To complete the misery, it will be eternal. On earth few cases are so bad as not to admit of the hope of amelioration. The deepest wretchedness looks forward, with some expectation of an end to their distress. But in Hell, no chance remains for hope to fix on. All is blank despair—all is eternal misery. Could they escape after they had suffered as many millions of ages as there are stars in Heaven, added to all the sands of the sea, and all the leaves in the forest—the sunken eye of Hell could be illumined with hope. But Hell is FOREVER! That one word withers all their expectations and rivets them to infinite despair! And if their misery is eternally to increase, so that what they now endure is nothing to what they expect, then it is infinite despair multiplied into infinite despair.
I would drop down among that despairing company a thousand ages hence, and ask them: What now do you think of the Bible? of opportunities for prayer? of the day of probation you enjoyed in yonder world? What now do you think of your former folly in putting off religion and neglecting your souls? I would be answered by one loud and universal groan!

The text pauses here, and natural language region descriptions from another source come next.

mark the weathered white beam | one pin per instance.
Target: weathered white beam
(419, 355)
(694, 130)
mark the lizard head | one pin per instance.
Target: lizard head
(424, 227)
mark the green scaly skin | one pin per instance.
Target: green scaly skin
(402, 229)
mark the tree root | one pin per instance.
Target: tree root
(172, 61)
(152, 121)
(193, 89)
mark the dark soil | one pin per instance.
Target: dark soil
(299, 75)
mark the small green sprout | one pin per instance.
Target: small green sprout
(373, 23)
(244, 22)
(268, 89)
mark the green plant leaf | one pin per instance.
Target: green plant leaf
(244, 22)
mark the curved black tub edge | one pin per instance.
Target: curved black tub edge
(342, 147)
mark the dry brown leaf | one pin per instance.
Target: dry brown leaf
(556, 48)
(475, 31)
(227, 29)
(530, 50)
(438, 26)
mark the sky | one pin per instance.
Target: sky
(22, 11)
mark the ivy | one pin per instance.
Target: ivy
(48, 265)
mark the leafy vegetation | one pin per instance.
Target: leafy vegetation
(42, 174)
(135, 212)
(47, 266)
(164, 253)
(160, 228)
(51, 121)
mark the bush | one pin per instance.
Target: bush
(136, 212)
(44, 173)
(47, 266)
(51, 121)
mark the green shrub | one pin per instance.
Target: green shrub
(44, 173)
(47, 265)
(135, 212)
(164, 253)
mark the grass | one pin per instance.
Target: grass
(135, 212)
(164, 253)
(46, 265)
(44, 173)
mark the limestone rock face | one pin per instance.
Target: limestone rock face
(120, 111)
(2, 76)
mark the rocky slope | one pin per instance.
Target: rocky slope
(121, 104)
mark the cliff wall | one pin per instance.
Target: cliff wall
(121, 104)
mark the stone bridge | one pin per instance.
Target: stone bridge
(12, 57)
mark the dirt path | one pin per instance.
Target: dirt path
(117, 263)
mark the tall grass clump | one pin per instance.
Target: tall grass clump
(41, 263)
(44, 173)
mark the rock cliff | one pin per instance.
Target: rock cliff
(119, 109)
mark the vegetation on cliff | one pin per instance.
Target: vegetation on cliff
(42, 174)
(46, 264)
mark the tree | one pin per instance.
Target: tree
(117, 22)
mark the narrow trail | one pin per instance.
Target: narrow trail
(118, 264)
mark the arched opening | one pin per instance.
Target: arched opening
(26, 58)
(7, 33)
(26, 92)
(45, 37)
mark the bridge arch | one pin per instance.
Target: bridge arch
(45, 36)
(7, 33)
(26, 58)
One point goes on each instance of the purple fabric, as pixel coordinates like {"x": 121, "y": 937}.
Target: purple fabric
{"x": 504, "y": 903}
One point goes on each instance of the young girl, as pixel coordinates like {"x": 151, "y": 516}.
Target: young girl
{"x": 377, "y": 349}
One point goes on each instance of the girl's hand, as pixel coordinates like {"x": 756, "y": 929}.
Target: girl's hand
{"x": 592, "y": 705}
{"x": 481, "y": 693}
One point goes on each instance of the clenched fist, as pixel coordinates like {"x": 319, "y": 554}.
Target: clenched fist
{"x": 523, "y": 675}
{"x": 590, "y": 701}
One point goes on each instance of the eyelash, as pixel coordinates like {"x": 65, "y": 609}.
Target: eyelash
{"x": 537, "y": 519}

But blessed be God, I am speaking to a different assembly—to an assembly of living men, in a world of hope. But am I not speaking to some who will be in those circumstances at last? God knows. I fear there are some such in this house.

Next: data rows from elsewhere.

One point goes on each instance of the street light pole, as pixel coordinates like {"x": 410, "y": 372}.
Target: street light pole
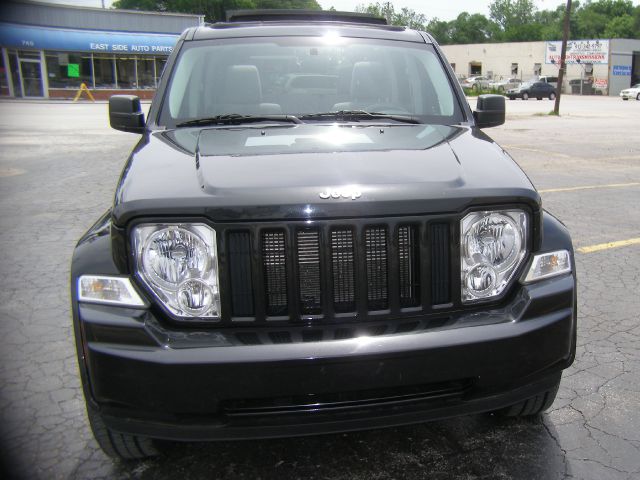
{"x": 563, "y": 56}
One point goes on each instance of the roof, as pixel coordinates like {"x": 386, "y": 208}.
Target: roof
{"x": 304, "y": 28}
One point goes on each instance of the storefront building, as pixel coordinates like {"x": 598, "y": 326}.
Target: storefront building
{"x": 49, "y": 50}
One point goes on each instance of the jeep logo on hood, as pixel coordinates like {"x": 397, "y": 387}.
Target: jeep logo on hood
{"x": 344, "y": 193}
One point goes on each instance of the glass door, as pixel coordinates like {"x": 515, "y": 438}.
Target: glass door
{"x": 31, "y": 78}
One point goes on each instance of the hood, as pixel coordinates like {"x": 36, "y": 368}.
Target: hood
{"x": 317, "y": 170}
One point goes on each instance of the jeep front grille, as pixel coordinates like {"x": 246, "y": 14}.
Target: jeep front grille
{"x": 329, "y": 270}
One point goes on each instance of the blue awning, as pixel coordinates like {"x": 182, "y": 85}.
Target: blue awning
{"x": 45, "y": 38}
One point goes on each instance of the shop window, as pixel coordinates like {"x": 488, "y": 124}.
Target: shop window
{"x": 68, "y": 70}
{"x": 126, "y": 70}
{"x": 475, "y": 68}
{"x": 160, "y": 63}
{"x": 146, "y": 75}
{"x": 104, "y": 67}
{"x": 4, "y": 83}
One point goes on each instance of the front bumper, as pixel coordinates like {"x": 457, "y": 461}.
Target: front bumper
{"x": 149, "y": 380}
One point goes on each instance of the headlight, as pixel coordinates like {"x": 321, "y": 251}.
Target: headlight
{"x": 179, "y": 264}
{"x": 492, "y": 247}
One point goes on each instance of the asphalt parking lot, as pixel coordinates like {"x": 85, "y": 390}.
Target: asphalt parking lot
{"x": 58, "y": 167}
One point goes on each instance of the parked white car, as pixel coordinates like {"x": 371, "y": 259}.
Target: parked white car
{"x": 475, "y": 83}
{"x": 633, "y": 92}
{"x": 506, "y": 84}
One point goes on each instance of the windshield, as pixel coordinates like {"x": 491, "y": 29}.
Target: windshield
{"x": 305, "y": 76}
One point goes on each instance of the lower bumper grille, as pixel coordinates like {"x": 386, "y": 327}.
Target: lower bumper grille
{"x": 441, "y": 392}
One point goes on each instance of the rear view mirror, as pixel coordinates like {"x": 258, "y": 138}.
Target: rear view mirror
{"x": 125, "y": 113}
{"x": 490, "y": 111}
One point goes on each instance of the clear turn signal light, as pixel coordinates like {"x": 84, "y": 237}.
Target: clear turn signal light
{"x": 546, "y": 265}
{"x": 108, "y": 290}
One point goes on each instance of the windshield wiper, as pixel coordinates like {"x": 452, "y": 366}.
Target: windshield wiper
{"x": 237, "y": 119}
{"x": 356, "y": 115}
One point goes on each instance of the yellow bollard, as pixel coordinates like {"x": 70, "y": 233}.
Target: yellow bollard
{"x": 85, "y": 89}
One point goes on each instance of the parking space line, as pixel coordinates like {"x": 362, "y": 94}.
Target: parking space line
{"x": 542, "y": 152}
{"x": 606, "y": 246}
{"x": 590, "y": 187}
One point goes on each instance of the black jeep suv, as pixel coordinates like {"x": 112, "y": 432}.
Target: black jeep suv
{"x": 314, "y": 235}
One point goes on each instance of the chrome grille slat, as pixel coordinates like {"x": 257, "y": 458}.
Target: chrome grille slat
{"x": 343, "y": 270}
{"x": 275, "y": 272}
{"x": 308, "y": 253}
{"x": 375, "y": 239}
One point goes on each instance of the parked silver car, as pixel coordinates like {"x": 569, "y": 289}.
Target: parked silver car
{"x": 475, "y": 83}
{"x": 506, "y": 84}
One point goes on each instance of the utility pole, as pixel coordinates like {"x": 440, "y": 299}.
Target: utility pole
{"x": 563, "y": 56}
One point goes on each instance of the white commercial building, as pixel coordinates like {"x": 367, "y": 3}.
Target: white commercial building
{"x": 602, "y": 66}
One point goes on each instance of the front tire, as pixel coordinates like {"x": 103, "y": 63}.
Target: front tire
{"x": 532, "y": 406}
{"x": 119, "y": 445}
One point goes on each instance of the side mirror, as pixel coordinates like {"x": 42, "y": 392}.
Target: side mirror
{"x": 125, "y": 113}
{"x": 490, "y": 111}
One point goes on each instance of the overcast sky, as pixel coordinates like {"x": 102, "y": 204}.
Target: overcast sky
{"x": 444, "y": 10}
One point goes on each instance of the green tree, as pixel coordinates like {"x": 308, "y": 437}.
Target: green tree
{"x": 509, "y": 14}
{"x": 212, "y": 9}
{"x": 441, "y": 31}
{"x": 405, "y": 17}
{"x": 621, "y": 27}
{"x": 592, "y": 18}
{"x": 467, "y": 28}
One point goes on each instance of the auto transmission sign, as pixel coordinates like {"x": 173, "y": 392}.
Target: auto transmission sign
{"x": 587, "y": 51}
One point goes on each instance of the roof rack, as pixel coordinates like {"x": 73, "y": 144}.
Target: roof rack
{"x": 276, "y": 15}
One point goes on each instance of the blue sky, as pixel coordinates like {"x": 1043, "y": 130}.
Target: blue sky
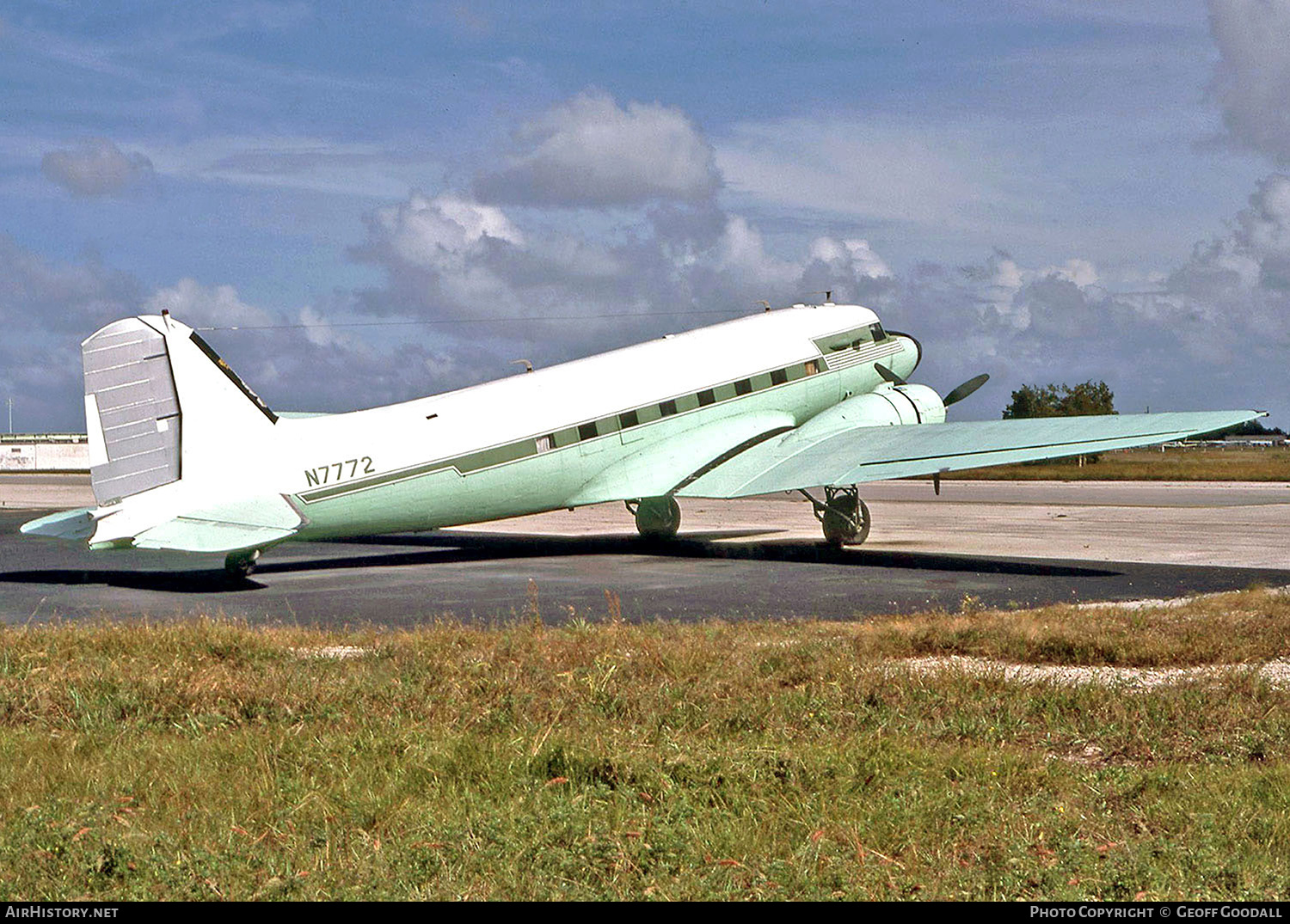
{"x": 1000, "y": 180}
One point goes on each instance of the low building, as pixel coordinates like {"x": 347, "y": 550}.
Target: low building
{"x": 44, "y": 453}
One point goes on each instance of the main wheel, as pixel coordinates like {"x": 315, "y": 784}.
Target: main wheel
{"x": 846, "y": 521}
{"x": 658, "y": 517}
{"x": 240, "y": 565}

How many of you have lived twenty, thirty, forty years without religion, and still are sunk in sinful doltishness! In this state of doltishness the greater part of those who have passed the middle of life, in all probability will die. They will go on making a thousand excuses and hoping for future conversion, until they open their eyes in eternal torment! Thus men have done in all past ages; thus they are likely still to do.

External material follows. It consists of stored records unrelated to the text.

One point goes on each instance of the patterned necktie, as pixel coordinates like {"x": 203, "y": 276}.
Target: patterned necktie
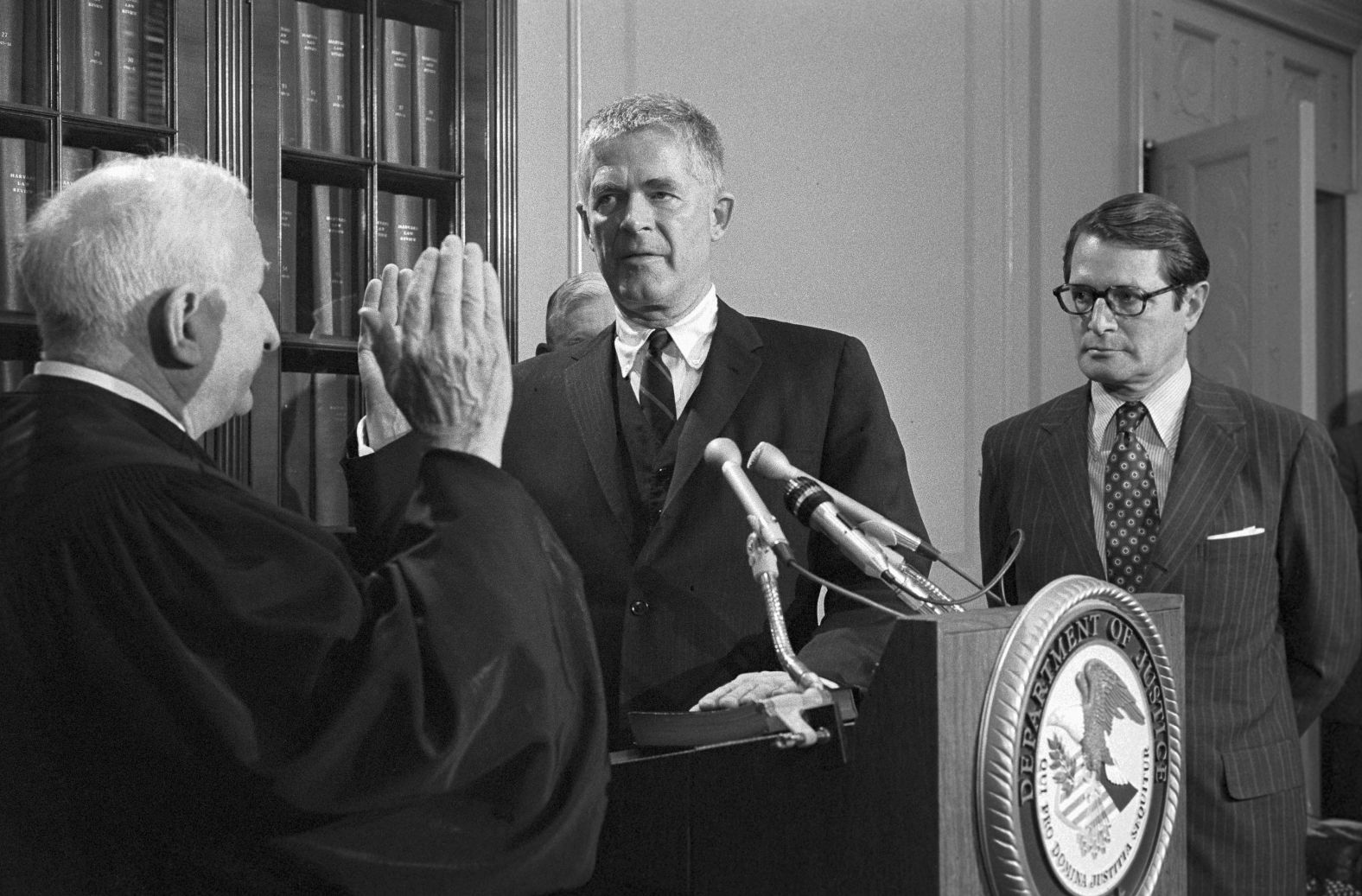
{"x": 1132, "y": 503}
{"x": 655, "y": 395}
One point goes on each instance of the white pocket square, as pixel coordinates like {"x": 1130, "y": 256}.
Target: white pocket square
{"x": 1238, "y": 532}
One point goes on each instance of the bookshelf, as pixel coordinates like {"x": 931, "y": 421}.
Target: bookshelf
{"x": 366, "y": 130}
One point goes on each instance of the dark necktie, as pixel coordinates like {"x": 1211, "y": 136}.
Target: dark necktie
{"x": 1132, "y": 503}
{"x": 655, "y": 395}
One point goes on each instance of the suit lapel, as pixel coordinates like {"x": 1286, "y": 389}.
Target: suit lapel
{"x": 590, "y": 395}
{"x": 728, "y": 372}
{"x": 1066, "y": 467}
{"x": 1210, "y": 456}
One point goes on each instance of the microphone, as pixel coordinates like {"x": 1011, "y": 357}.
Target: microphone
{"x": 725, "y": 454}
{"x": 811, "y": 503}
{"x": 813, "y": 507}
{"x": 771, "y": 462}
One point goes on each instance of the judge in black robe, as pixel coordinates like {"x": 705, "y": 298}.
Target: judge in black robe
{"x": 200, "y": 695}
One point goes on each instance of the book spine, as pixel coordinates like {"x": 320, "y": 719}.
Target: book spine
{"x": 288, "y": 257}
{"x": 331, "y": 421}
{"x": 309, "y": 75}
{"x": 385, "y": 245}
{"x": 427, "y": 113}
{"x": 125, "y": 54}
{"x": 345, "y": 279}
{"x": 296, "y": 409}
{"x": 338, "y": 79}
{"x": 156, "y": 97}
{"x": 86, "y": 56}
{"x": 290, "y": 56}
{"x": 409, "y": 229}
{"x": 323, "y": 321}
{"x": 18, "y": 175}
{"x": 75, "y": 163}
{"x": 11, "y": 51}
{"x": 395, "y": 97}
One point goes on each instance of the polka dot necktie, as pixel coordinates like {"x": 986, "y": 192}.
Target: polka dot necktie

And why should this congregation be exempt? I will not conceal my anxiety. My soul is distressed with the apprehension that I shall another day see some of my hearers crying to rocks and mountains to cover them, and cursing the day that they ever heard a Gospel sermon! All the entreaties of God and man cannot bring them to pray in their families, nor even in their closets. All the blaze of light around them cannot stop them from making excuses and casting the blame of their impenitence upon God.
We may weep over them until our hearts break, and yet they will not have an anxious thought about their well-being in all future ages; and yet many of them have already passed the period of probable conversion. If they fully believed that the grave would terminate their existence, I would not wonder. But perhaps they all believe that they shall live as long as the throne of God endures. With such a creed—to be anxious to provide for old age, and take no thought for all the years between seventy and a thousand—between a thousand and an epoch which numbers cannot reach—this is madness—this is folly that lacks a name.
My dearly beloved hearers, practice no longer upon yourselves the cruelty of tigers. Have some compassion on your eternal souls. Have mercy on yourselves: have mercy on me. O for mercy, mercy, mercy! I cry to you as a dying man for relief. My prayer to you is for this one blessing, that you would be happy to all eternity. Grant me this and I ask no more. I entreat you by that compassion which "looked down from the height of the Heaven—to hear the groaning of the prisoner and to loose those that were appointed to death." I beseech you by that love which bled on Calvary—by that patience which has called after you from your childhood. I warn you:
by all the dreadful weight of your guilt,
by the terrors of a dying bed,
by the solemnities of the last judgment!In the name and by the authority of the eternal God I charge you not to make your bed in Hell!